Interview
THREE QUESTIONS
Weitian Liu, Jason Wee
In Conversation
Two of our PhD Scholars at Goldsmiths, Weitian Liu (2021) and Jason Wee (2023), engage in a conversation discussing the intersections amongst their writings, research, and artistic practices.
WEITIAN: I’d like to start with a question that is directly connected with your research question: How did the notion of polyphony come into your practice?
JASON: The difficulty lies in identifying the moment, if any, when it isn’t present, in part because this moment of ‘the contemporary’ that we are meant to work within and under is ridden with the rhythms and beats of other temporalities and velocities. I cannot help but stray from my designated timeline, in part because for a long while I was making poems out of existing documents, replaying the historical omissions in these documents as a method of creative rewriting.
My first book The Monsters Between Us is largely a single long sequence appended with shorter sequences in front almost as a prologue. That sequence Unreliable Evidence comprises my memories around a pivotal year as well as ‘found’ poems that were made from existing words in detainee testimonies, court documents, government speeches and statements, conversation and interviews I’ve had with detainees, or texts I found through searches in the archives of Amnesty International and other institutions.

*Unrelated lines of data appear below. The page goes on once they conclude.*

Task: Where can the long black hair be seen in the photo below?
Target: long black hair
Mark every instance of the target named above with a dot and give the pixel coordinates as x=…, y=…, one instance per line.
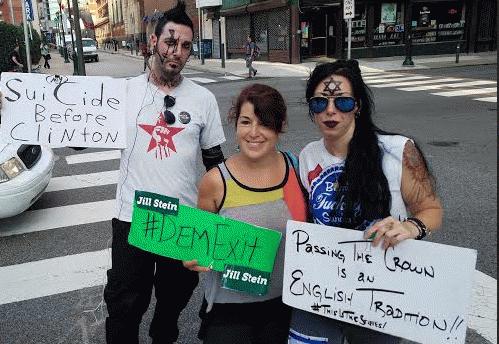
x=363, y=175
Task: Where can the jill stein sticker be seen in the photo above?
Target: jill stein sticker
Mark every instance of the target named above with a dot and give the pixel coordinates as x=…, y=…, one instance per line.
x=245, y=279
x=157, y=203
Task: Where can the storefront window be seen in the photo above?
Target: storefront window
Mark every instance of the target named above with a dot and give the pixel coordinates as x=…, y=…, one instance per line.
x=358, y=27
x=438, y=22
x=390, y=30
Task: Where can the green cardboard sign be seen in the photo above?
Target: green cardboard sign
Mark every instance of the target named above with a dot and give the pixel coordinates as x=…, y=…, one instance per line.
x=163, y=226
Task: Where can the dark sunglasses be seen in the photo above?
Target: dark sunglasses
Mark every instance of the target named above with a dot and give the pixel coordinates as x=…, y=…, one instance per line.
x=319, y=104
x=169, y=117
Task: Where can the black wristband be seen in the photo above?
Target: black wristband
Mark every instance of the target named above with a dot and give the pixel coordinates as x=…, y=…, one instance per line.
x=423, y=231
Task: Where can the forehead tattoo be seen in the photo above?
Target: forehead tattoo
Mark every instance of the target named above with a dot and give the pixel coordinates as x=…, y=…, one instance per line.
x=172, y=42
x=327, y=87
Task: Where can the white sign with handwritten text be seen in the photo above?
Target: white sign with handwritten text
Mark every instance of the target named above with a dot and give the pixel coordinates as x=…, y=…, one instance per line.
x=418, y=290
x=59, y=111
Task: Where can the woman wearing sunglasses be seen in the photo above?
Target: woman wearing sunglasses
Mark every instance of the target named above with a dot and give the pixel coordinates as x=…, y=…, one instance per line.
x=359, y=177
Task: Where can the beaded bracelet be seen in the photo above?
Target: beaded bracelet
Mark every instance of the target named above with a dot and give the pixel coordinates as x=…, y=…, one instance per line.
x=423, y=231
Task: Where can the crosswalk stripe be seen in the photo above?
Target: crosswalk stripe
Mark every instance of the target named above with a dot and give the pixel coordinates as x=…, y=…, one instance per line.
x=203, y=80
x=451, y=85
x=417, y=82
x=487, y=99
x=232, y=77
x=81, y=158
x=82, y=181
x=466, y=92
x=58, y=217
x=53, y=276
x=382, y=75
x=385, y=80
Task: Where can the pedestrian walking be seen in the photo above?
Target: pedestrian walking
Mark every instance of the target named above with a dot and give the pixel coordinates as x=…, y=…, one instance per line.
x=14, y=59
x=272, y=195
x=250, y=48
x=378, y=182
x=169, y=119
x=45, y=51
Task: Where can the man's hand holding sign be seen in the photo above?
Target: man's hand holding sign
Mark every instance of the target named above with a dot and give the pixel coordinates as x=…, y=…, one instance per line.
x=60, y=111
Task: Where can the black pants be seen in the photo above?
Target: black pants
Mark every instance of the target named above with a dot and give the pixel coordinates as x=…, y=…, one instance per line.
x=46, y=64
x=265, y=322
x=129, y=287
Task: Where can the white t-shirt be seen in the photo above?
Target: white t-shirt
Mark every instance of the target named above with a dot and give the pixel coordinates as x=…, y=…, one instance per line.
x=319, y=171
x=161, y=158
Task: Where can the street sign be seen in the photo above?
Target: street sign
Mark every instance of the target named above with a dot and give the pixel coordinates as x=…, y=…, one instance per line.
x=348, y=9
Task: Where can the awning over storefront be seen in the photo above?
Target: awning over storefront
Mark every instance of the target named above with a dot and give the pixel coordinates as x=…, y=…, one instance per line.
x=152, y=17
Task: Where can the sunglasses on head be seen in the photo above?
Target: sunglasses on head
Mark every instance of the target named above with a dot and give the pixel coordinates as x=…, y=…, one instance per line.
x=319, y=104
x=169, y=102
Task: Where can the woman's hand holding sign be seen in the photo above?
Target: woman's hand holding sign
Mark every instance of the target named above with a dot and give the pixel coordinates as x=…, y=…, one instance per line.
x=193, y=266
x=391, y=231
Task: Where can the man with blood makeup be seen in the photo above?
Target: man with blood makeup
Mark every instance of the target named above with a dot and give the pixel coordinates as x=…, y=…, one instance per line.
x=169, y=119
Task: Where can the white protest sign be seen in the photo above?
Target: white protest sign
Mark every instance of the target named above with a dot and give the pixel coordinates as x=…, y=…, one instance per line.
x=58, y=111
x=418, y=290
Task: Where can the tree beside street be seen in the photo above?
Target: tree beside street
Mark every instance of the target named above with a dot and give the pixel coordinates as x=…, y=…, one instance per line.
x=9, y=34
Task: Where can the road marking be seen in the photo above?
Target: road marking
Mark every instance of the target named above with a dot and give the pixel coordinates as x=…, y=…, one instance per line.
x=93, y=157
x=385, y=80
x=466, y=92
x=58, y=217
x=53, y=276
x=83, y=181
x=487, y=99
x=203, y=80
x=482, y=316
x=232, y=77
x=417, y=82
x=382, y=75
x=461, y=84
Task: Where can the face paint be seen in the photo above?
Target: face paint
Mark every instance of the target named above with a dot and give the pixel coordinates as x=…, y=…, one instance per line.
x=327, y=89
x=172, y=42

The legalese and bureaucratese in those official documents, as well as the hesitations and opacities that marked even the most self-revealing of witness accounts, inevitably press for my acknowledgement within the book that I was shaping, so that whatever is read or heard of my voice is also hearing through other voices. I thought for a long time of poetry as an act of ventriloquism, an act of voicing through which a chorus is heard, which is not to assume that this chorus performs in harmony or even in tune. I also think polyphony is a condition of place, especially of the place that goes by the name of Southeast Asia, where by putting our ear to the ground we cannot help but hear the murmurings of multitudes.
I am curious for you, now that you are entering more persistently into a phase of writing, how would you describe your voice, or is the question begging too much self-consciousness too soon?
W: Being self-conscious of one’s voice, I think, is part of the work of writing. In fact, I often find it difficult to write without at the same time developing a position of enunciation and a mode of address, both of which are components of what I understand as voice. Much of my writing is marked by the urge to address an issue and to think with other people’s works and writings. If anything, I would say my voice carries a sense of urgency and comes from a place that is in close proximity to other people’s voices. I really like the word ‘chorus’ that you use to describe the act of voicing in poetry. It makes me think of an ensemble and, by extension, collaboration. Could you share some moments of collaboration in your artistic and curatorial practice?
J: In my ongoing work Quora Fora: A Rehearsal, I invite composers from island postcolonies – my aim is to work with at least seven of them – to create new choral compositions that also accompanies a set of choreographies. The choreographies progressively put together then dismantle a fabric-based installation that stands in as my search for a symbolic form for deliberation and public assembly. The question I ask myself but also the composers I work with on the music is 'how do we design the shape and scale of a demos?' There is a parallelism in my conversations with the musicians between the choreography of architecture and body, and the structure of repetition, delay and variation in choral canons.
But I am also thinking through the politics of citation that may allow a writer to ‘collaborate’ with another without ever obtaining explicit permission, through which the cited work is no longer the original upon which commentary is proffered, but a reversion that reads the initial work in such ways that the reading rewrites over and through that text. What we come to in these acts of reading (or more accurately ‘rereading’) is no longer a question of one text incorporating or ingesting another but the instantiation of one through the interpretation of another.
W: I also want to pick up on what you said about the ‘condition of place’ proper to Southeast Asia, a geographical marker that has assumed greater significance in contemporary art since Documenta 15. You were based in New York for a while and have now embarked on this PhD in London. I’m wondering whether moving from one cultural context to another has generated for you perspectives on Southeast Asia, and, assuming the answer is yes, how these new perspectives inform your practice.
J: In this week’s PhD seminars a question came up about the tools we could avail ourselves of to engender metamorphoses; it got me thinking of the tools that sing to us, that call our name, in some registers as insistent as a summoning, tools that press themselves upon us rather than us choosing them, and these can mean trauma, pain, but also history as well as the facts and conditions of this fleshly housing that is our own body.
On my mind a lot more these days is a history of dislocation that I am slowly recalling, in my own life and those lives that preceded my own in my family, who have in every generation moved or were forced to move, in crossings and journeys that traverse Southeast Asian waters. The triadic meanings in moving I suspect will provide both the descriptions as well as the forms for thinking about place and belonging – moving as a shift in affective or emotional states, as an ongoingness with its own momentum and orientation, and as a change in residence.
You’re hearing my reluctance to answer yes; what about the possibility that Southeast Asia was once important to Europe’s shaping of its own contemporaneity before that moment passed into amnesia? Also, the possibility that I don’t have anything new, only older, and future, things.